Gejm e Novosëlov, naturalizzati l’uno olandese e l’altro britannico, hanno scoperto il Graphene nel 2004 quando, analizzando la comune grafite di cui è fatta l’anima delle matite da disegno, ne hanno trattato i cristalli con un composto chimico formato da acido solforico ed acido nitrico, dopo di che hanno sottoposto il tutto ad ossidazione ed esfoliazione. La sostanza che ne è scaturita è appunto il Graphene, uno “strato monoatomico di atomi di carbonio”, come è specificato sul sito dell’ENEA, la cui struttura, assai particolare, fa sì che possa essere impiegata in molti settori industriali, ottico, fotovoltaico ed elettronico, grazie anche alla sua proprietà di grande conduttore termico ed elettrico.

All’aspetto il Graphene si presenta come un materiale molto resistente di colore azzurrino, semi trasparente e flessibile, il più sottile che esista, il che potrebbe far sì, in un futuro non troppo lontano, che esso sia in grado di sostituire il silicio all’interno dei chip, le microscopiche unità che garantiscono il funzionamento di tutti gli apparecchi elettronici. Il perché di ciò sta nel fatto che, al di sotto di un certo spessore, il silicio non è più in grado di garantire il funzionamento dei microchip, al contrario di quanto avviene con la sostanza scoperta da Gejm e Novosëlov, la quale non avrebbe limite alcuno alla miniaturizzazione, poiché un foglio di Graphene è formato da un solo atomo di carbonio. Questo particolare ne fa un materiale bidimensionale assai versatile in quanto esso racchiude in sé la duttilità e la malleabilità di un metallo pur non essendo tale, oltre alla grande resistenza, almeno cento volte più dell’acciaio.
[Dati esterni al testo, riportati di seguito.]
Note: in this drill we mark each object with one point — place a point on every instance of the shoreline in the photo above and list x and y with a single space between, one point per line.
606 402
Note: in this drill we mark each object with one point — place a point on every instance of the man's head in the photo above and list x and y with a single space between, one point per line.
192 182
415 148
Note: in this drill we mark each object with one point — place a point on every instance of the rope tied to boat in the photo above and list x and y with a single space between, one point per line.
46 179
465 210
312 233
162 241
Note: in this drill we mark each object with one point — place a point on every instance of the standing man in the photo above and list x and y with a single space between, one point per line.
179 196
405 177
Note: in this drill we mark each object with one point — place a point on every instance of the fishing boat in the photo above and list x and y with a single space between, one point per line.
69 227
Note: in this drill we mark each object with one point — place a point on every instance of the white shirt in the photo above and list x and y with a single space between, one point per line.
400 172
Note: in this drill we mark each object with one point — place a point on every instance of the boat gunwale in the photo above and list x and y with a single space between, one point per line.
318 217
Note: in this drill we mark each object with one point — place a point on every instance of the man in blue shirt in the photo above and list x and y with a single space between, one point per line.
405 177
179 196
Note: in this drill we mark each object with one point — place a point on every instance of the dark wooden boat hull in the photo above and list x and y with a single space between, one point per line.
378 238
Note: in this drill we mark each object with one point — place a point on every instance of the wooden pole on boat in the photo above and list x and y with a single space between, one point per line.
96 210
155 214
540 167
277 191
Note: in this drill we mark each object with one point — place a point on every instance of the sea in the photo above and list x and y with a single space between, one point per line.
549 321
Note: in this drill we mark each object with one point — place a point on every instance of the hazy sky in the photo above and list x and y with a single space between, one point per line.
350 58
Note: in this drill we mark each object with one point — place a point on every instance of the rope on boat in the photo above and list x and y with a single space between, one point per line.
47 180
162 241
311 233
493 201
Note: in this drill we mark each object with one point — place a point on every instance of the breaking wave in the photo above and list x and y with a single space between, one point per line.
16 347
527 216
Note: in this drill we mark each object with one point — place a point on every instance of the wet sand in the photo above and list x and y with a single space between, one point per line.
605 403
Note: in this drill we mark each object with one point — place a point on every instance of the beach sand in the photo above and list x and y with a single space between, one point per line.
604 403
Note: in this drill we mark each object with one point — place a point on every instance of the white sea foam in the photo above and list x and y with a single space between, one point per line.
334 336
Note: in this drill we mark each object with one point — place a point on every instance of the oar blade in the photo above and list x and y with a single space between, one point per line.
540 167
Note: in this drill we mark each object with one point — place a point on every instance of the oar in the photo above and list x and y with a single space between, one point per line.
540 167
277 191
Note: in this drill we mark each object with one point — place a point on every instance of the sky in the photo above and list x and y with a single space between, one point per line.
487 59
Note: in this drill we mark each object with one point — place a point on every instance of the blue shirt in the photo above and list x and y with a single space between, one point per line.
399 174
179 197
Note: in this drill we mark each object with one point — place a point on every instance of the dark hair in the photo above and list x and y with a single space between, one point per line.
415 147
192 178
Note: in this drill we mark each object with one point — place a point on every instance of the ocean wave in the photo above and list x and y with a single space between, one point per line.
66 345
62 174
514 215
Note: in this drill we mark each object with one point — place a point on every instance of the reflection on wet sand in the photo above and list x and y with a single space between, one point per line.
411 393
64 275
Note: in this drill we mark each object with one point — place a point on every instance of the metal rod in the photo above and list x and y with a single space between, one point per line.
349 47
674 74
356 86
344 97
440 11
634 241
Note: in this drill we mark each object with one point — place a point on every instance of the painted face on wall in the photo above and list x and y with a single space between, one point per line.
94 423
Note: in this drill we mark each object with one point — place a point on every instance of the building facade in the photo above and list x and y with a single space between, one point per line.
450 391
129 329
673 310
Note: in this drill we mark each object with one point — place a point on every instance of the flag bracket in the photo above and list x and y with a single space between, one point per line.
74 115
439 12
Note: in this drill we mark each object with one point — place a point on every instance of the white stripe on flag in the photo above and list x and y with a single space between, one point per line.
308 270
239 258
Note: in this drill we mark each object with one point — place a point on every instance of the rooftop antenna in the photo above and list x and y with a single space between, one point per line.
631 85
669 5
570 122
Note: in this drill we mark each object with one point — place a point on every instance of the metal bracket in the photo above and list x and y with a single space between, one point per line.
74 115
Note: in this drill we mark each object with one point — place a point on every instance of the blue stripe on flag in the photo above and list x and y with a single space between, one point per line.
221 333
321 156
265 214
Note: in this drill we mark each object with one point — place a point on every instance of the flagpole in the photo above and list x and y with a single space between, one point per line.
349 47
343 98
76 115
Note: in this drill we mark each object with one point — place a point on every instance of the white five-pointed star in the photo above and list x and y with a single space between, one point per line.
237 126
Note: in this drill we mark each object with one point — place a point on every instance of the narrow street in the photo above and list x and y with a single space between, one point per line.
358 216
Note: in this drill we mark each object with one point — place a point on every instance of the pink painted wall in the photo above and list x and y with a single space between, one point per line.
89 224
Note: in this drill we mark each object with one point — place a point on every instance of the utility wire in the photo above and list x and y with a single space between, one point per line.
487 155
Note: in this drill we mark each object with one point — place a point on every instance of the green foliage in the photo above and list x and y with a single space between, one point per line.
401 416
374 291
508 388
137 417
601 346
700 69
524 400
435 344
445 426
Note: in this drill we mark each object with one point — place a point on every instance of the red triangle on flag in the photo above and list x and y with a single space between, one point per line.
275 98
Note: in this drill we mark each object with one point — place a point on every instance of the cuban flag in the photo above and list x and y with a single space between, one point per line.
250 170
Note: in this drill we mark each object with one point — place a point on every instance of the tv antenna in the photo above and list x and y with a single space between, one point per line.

Fino ad ora i due scienziati sono riusciti a produrre fogli di Graphene di 70 centimetri, il cui impiego è ideale per sostituire il rame – le cui riserve stanno scarseggiando sulla Terra – nella conduzione elettrica, mentre in quella termica pare sia insuperabile. Quanto poi alla trasparenza, è quasi totale, mentre la sua densità fa sì che neppure il più leggero gas presente sulla Terra, l’Elio, possa attraversarlo. Tutto ciò ha dato vita a molte ipotesi in merito ad un suo uso industriale, poiché la trasparenza unita alla grande conducibilità elettrica del Graphene potrebbero essere impiegate per produrre pannelli solari o schermi assai sottili mentre, in combinazione con la plastica, potrebbe portare alla costruzione di materiali assai leggeri e resistenti con cui dar vita ad aeroplani, satelliti geostazionari o autoveicoli, contribuendo così, per esempio, a mandare in pensione materiali come la vetroresina, che è pesante, tossica, inquinante e poco versatile.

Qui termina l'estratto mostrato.